Episode: Story: Godbolt's Rule - When Abstractions Fail
Host: Adam Gordon Bell
Guest: Matt Godbolt
Date: November 4, 2025
This episode dives into the world of software and hardware abstractions, illuminating the gaps and surprising truths hidden beneath the layers developers depend on. Host Adam Gordon Bell brings in renowned programmer Matt Godbolt, creator of Compiler Explorer, to share stories from early video game development through high-frequency trading. The episode unpacks how understanding what's below your abstraction layer makes you a better, more adaptable engineer—a principle evolutionarily dubbed "Godbolt's Rule."
Intro (00:00–02:17)
"You weren't debugging the real thing, you were debugging its shadow."
— Adam Gordon Bell [01:38]
Disks as Lies (02:18–04:24)
"There is something about what we do as software engineers that is magical... just like the constraints you have in these systems."
— Matt Godbolt [05:16]
Early Career at Argonaut Games (06:58–11:05)
Transition to Programming & Hardware Nuances (11:05–16:20)
Dreamcast and PowerVR Graphics (16:20–17:59)
"The Power VR chip... Every time you gave it a triangle, it goes, that's lovely. Thank you for this. I will note that down... It was this deferred rendering thing. It was fascinating."
— Matt Godbolt [16:57]
Debugging on Hardware: The Border Color Hack (17:59–24:43)

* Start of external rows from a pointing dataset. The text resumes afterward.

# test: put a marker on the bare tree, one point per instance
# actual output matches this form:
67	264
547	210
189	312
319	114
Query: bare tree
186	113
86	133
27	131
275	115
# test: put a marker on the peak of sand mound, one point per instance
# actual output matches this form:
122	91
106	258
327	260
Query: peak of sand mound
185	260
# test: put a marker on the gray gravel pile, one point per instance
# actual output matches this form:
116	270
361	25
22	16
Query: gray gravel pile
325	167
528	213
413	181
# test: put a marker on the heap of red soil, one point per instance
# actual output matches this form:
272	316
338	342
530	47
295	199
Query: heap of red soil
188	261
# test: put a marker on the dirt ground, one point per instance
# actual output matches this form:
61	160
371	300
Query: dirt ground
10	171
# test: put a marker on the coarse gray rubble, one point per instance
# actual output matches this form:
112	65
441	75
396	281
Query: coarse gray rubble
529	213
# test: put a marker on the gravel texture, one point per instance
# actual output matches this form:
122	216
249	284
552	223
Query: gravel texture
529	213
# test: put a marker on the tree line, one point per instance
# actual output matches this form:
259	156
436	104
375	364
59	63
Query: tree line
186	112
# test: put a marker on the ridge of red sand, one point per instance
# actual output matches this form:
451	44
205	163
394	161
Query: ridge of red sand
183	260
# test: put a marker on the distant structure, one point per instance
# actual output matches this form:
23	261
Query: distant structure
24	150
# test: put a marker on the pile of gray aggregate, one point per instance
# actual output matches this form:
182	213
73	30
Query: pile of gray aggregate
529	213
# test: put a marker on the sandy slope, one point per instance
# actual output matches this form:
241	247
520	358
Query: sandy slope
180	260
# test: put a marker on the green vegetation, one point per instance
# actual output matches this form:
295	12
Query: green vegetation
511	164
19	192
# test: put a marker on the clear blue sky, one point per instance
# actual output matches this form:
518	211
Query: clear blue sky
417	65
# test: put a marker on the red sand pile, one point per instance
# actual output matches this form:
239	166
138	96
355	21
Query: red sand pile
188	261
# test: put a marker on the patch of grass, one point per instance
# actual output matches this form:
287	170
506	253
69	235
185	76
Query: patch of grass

"Our unit of time was scan lines... I managed to shave a scan line off of that routine."
— Matt Godbolt [22:20]
Console Hijinks: The Croc Saturn ‘Inside-Out’ Bug (24:43–26:22)
Red Dog and Rapid Industry Changes (26:22–28:15)
From Dreamcast to Xbox/PS2: Engine Porting (28:15–34:43)
"Basically, they're hacking the frame buffer so that they could pull out this red and green and blue as separate layers and rebuild the lighting step by step. It's a classic Matt move. Ignore the rules, see how things actually work under the covers and talk straight to the hardware."
— Adam Gordon Bell [34:14]
Low-Latency Systems: When the OS Lies (34:43–37:43)
Digging with SystemTap: Root Cause Analysis (37:43–38:25)
"Nobody expects the operating system. It comes in like the Spanish Inquisition and starts taking up loads of your time."
— Matt Godbolt [37:05]
"You should have a layer of abstraction you're familiar with and comfortable with; you should also have a decent understanding of the layer beneath you. And... be aware of the shape of the layer beneath that."
— Matt Godbolt [41:22]
On Abstraction:
"You weren't debugging the real thing, you were debugging its shadow."
— Adam Gordon Bell [01:38]
On Game Development Culture:
"It was essentially what you would imagine if you took a whole bunch of people who had been programming in their bedrooms... and transported them from their bedroom into this building."
— Matt Godbolt [08:04]
On Hardware Profiling:
"Our unit of time was scan lines... I managed to shave a scan line off of that routine."
— Matt Godbolt [22:20]
On Chasing Hidden Layers:
"Nobody expects the operating system. It comes in like the Spanish Inquisition and starts taking up loads of your time."
— Matt Godbolt [37:05]
On the Rule:
"Know your layer well, know one layer below a little bit, and definitely the shape of the layer beneath that."
— Adam Gordon Bell [42:40]
The episode champions curiosity and technical humility, relaying through Matt’s stories the power of asking “why” when things don’t behave as expected. Godbolt’s Rule—know your abstraction, know the layer below, and be aware of the shape beneath that—emerges as a guiding principle. Whether debugging through colored TV borders or kernel hooks, the lesson is the same: the real world is messier and much more interesting than the abstraction tells you.